- Location of Perry County, Missouri
- Coordinates: 37°47′52″N 89°51′04″W﻿ / ﻿37.79778°N 89.85111°W
- Country: United States
- State: Missouri
- County: Perry
- Township: Bois Brule
- Elevation: 620 ft (190 m)
- Time zone: UTC-6 (Central (CST))
- • Summer (DST): UTC-5 (CDT)
- ZIP code: 63775
- Area code: 573
- FIPS code: 29-66746
- GNIS feature ID: 726210

= Sereno, Missouri =

Unincorporated community in Missouri, U.S.
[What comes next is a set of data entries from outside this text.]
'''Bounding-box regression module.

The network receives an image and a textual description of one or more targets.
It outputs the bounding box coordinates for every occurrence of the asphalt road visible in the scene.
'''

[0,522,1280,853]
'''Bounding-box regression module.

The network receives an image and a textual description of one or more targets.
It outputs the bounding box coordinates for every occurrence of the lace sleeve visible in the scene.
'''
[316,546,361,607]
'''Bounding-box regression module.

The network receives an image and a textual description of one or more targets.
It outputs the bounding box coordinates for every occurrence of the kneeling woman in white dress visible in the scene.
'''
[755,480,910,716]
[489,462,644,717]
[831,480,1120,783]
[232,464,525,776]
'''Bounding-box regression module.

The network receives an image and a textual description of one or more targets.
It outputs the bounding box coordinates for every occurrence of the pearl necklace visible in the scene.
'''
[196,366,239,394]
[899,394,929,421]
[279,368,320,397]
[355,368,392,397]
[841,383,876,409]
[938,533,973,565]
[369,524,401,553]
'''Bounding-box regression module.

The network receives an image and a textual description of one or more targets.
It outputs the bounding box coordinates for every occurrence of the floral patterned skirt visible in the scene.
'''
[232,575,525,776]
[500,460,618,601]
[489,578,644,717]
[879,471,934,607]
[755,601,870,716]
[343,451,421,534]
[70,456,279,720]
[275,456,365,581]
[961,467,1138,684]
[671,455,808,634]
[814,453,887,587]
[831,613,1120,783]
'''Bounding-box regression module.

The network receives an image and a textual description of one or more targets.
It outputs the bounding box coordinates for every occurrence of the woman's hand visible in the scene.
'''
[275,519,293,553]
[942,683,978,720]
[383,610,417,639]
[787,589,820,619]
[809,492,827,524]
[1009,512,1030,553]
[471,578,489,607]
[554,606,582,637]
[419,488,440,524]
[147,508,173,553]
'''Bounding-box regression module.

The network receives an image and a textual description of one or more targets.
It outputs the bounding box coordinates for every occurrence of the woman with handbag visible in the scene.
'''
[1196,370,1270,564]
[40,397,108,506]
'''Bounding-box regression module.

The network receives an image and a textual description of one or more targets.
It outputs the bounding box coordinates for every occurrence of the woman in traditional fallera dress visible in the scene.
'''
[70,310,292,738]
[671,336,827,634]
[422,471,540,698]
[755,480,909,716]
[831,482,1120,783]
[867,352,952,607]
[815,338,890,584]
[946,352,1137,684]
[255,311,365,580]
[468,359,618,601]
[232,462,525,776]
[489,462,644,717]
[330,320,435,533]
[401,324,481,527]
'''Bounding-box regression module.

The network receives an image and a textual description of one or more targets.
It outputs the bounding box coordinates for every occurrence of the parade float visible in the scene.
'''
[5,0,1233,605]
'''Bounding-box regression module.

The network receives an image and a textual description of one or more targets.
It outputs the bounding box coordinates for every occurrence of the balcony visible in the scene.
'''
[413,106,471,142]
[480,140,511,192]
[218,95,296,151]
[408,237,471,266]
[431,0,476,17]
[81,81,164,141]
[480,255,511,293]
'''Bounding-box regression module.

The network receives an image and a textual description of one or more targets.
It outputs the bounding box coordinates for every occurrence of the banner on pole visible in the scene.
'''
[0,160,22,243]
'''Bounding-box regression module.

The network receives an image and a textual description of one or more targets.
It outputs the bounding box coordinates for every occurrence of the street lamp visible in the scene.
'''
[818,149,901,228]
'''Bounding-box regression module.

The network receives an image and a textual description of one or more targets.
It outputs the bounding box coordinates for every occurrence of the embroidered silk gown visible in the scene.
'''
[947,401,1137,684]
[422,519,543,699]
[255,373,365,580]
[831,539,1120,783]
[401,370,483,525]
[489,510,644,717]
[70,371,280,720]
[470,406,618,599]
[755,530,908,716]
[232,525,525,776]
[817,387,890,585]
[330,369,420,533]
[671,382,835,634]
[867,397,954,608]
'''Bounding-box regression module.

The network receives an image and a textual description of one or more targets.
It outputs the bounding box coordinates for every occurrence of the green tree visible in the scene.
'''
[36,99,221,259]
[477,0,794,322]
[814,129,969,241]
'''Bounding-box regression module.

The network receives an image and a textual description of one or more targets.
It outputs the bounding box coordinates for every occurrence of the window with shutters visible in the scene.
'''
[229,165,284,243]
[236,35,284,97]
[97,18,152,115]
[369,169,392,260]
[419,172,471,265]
Sereno is an unincorporated community located in Bois Brule Township in Perry County, Missouri, United States. Sereno is located approximately five miles northeast of Perryville.

==Etymology==

The early settlers of Sereno named the community Serena, meaning “a clean, respectable place”. However, when establishing a post office they discovered a place by that name already existed in Missouri, so the name was changed to Sereno.

== History ==

In 1884, Thomas Moore gave a small tract of his land along Chester Road to William Mattingly for the purpose of building a general store, which was soon followed by a grist mill. A post office operated from 1888 to 1905. The predominantly Catholic town established Our Lady of Victory Catholic parish in 1908.